This repository contains the data, code, and analysis for the project titled "What Race is Leadership? A Statistical Approach to Evaluating Racial Equity in NFL Coach Hires". The project aims to uncover racial disparities in NFL coaching hires using advanced statistical methods.
This study evaluates the effectiveness of the NFL’s Rooney Rule and explores systemic biases within coaching hires, focusing on three key hypotheses:
- Career longevity is a strong indicator of coaching potential.
- Career performance metrics are the best indicators of coaching potential.
- Racial biases exist in the NFL's coaching hiring practices.
The analysis uses historical NFL data, which was cleaned and processed for the investigation. It also employs the rethnicity library to estimate racial identities based on names, and logistic regression models to predict coaching potential.
- Data Cleaning and Processing: JSON datasets converted to CSV format, aggregation of player performance metrics, and matching with coaching transition data.
- Statistical Analysis: Various statistical models were tested to identify the strongest predictors of coaching success.

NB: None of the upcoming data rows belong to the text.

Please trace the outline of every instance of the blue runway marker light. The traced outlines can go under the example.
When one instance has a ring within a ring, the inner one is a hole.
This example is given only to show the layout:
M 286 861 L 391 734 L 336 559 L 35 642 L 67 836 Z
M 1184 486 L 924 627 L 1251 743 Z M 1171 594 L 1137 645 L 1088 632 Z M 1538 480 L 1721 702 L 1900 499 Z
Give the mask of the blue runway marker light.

These models consider performance metrics such as career wins, losses, and ties.
- Racial Bias Exploration: Statistical methods are applied to compare the expected racial composition of coaches with the actual composition, highlighting underrepresentation of minority coaches.
The study includes:
- Data scraping from Pro Football Reference and processing through Python scripts.
- Application of forward selection regression to identify relevant predictors of coaching success.
- Imputation of racial identities using the rethnicity package.
The study finds that career longevity is not a reliable predictor of a player's potential for coaching success, while resilience (measured by losses and ties) is a stronger indicator of that potential. The analysis also reveals significant racial disparities in the hiring of coaches, with a stark underrepresentation of Black coaches in the NFL.